The state of Alabama is currently facing a $200 million budget deficit, so along with proposing a 25-cent tax increase per pack of cigarettes sold (a measure projected to make up $66 million of that deficit), lawmakers have proposed a whopping 40 percent tax on sex stuff. "Sex stuff" may sound vague, but literally, the law covers everything you never needed to think about being included in "the sale of sexually-oriented materials and certain charges related to sexually-explicit businesses." Like for example (again, this is a direct quote from the language of the bill):
"Any act of sexual intercourse, masturbation, urination, defecation, lewd exhibition of the genitals, sado-masochistic abuse, bestiality, or the fondling of the sex organs of animals."
Also:
"Any other physical contact with a person’s unclothed genitals, pubic area, buttocks, or the breast or breasts of a female, whether alone or between members of the same or opposite sex or between a human and an animal, in an act of sexual stimulation, gratification, or perversion."
It's a beautiful day in America when lawmakers decide to yuck your yum into law by pretending that "perversion" can be legislated.
The porn tax passed in a 10-4 vote from the Alabama House Ways and Means Committee, and now it moves onto the House floor for approval.
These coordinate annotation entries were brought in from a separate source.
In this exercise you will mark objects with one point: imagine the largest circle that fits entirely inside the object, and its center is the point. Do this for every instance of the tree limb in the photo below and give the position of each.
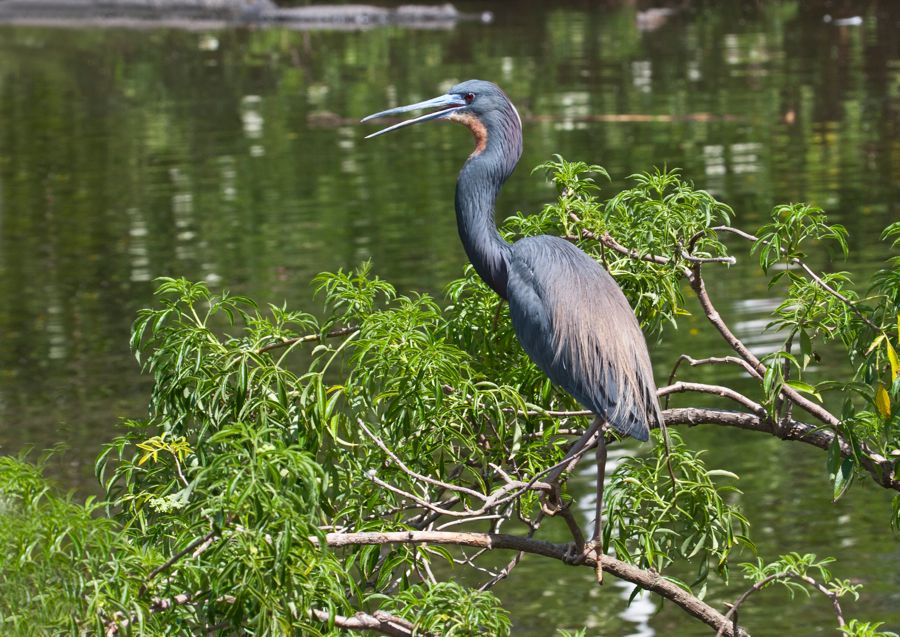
(379, 621)
(647, 580)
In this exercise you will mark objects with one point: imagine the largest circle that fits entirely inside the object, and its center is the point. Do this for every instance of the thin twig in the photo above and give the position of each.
(809, 272)
(338, 331)
(648, 580)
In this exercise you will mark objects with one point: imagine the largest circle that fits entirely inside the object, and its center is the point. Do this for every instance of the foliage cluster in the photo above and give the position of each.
(225, 506)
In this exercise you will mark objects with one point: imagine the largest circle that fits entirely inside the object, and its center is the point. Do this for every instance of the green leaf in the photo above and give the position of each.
(843, 478)
(882, 401)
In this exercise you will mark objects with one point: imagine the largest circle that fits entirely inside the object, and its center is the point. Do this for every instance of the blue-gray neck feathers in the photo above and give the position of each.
(476, 193)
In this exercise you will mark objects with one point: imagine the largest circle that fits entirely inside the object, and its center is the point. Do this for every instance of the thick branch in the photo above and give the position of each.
(379, 621)
(831, 595)
(645, 579)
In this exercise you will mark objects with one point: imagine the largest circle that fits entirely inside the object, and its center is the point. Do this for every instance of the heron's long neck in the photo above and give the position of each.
(476, 192)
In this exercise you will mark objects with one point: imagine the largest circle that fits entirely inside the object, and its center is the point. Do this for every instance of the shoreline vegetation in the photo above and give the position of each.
(202, 14)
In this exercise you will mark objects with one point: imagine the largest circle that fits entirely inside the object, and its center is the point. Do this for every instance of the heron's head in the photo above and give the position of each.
(479, 105)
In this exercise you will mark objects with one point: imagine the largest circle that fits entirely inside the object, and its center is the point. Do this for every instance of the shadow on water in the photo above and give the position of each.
(233, 156)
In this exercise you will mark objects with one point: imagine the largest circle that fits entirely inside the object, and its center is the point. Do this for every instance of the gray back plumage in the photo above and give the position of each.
(575, 323)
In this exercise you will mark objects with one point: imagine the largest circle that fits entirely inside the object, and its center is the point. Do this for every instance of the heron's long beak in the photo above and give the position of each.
(445, 104)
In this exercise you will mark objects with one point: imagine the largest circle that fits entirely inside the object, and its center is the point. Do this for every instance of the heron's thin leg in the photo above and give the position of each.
(597, 541)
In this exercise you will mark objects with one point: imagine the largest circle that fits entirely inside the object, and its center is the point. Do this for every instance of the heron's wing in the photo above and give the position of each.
(574, 322)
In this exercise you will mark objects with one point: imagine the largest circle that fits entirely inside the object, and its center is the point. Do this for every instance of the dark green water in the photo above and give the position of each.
(235, 157)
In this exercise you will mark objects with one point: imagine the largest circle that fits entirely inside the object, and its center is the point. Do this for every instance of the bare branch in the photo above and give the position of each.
(717, 390)
(645, 579)
(878, 466)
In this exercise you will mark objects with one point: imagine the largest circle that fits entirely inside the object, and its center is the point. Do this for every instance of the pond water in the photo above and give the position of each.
(235, 157)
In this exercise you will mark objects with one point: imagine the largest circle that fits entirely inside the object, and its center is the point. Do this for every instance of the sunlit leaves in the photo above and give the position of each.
(791, 226)
(856, 628)
(652, 522)
(450, 609)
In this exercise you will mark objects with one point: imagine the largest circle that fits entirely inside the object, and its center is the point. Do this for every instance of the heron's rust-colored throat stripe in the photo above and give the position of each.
(476, 126)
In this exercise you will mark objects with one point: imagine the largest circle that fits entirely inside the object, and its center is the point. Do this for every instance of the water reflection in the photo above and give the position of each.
(233, 156)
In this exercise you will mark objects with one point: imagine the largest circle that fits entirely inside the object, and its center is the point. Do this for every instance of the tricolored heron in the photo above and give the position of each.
(569, 314)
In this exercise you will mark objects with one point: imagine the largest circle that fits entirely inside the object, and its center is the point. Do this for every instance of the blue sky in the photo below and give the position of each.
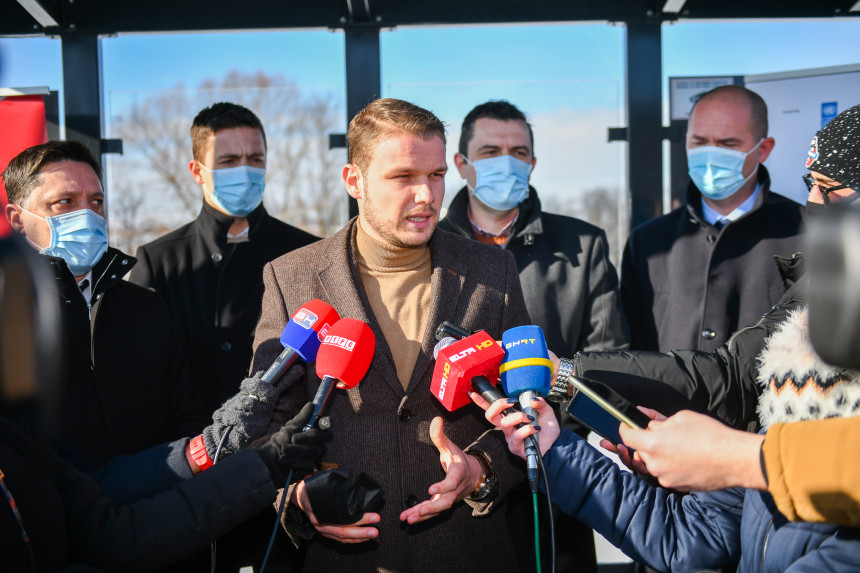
(453, 55)
(569, 78)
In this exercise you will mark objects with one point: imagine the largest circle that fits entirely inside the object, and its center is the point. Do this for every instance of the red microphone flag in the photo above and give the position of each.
(458, 363)
(346, 352)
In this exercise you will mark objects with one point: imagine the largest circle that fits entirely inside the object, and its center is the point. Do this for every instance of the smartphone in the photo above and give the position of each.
(601, 409)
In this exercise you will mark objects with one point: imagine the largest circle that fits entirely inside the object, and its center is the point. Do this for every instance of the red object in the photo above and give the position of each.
(346, 352)
(458, 363)
(199, 453)
(24, 125)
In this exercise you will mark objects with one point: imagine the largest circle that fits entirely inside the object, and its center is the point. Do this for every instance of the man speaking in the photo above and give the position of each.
(391, 269)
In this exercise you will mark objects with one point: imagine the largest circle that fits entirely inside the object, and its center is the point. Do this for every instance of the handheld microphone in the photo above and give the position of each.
(526, 373)
(343, 359)
(462, 366)
(301, 336)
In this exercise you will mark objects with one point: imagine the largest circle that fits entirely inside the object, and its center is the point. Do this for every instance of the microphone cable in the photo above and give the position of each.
(277, 521)
(212, 546)
(549, 514)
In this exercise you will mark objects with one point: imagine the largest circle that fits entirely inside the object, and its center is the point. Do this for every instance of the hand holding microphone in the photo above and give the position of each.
(343, 360)
(517, 427)
(248, 412)
(293, 450)
(526, 374)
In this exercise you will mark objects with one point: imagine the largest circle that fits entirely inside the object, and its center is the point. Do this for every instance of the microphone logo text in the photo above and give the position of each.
(510, 345)
(305, 318)
(340, 342)
(445, 373)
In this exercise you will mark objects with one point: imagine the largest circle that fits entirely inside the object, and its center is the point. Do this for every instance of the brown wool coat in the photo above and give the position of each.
(382, 430)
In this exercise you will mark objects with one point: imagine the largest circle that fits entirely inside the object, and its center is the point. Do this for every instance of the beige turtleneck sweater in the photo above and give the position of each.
(397, 283)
It would be levied on items like adult videos sold in stores, pornographic magazines, and online video rentals.
For those of you in the state of Alabama spending your hard-earned cash on ethical porn, 1) good for you, and 2) you're probably safe. Porn legislation is notoriously blind to anything going on outside the mainstream. See:
So your tiny feminist porn production company memberships will likely be forgotten about in the (admittedly unlikely) event that this proposed tax passes.
Here's a timeline of seven more wacky porn/sex related taxes attempted to be levied domestically and abroad:
- In 2005, nine Democratic senators proposed a 25 percent tax on Internet porn.
- In 2008, California lawmakers tried to pass a 25 percent tax on porn.
- In 2009, Washington state lawmakers tried to pass an 18.5 percent tax on porn.
- Also in 2009, Nevada tried to impose a $5 tax for every act of legal sex work that transpired at any of Nevada's legal brothels.
- In 2010, a city in Germany levied a "pleasure tax" on sex workers, charging them six Euros a day for every day they wished to work.
- In 2014, a women's theater troupe in Spain sold back issues of porn magazines in lieu of tickets to gain entry into their performances, because theater tickets bore a 21 percent VAT tax, while porn was only taxed at 4 percent.
- Also in 2014, the state of Kansas decided to resell a bunch of sex paraphernalia garnished from a sex shop owner who hadn't been able to pay his taxes, with money from the sale of the items going towards the state.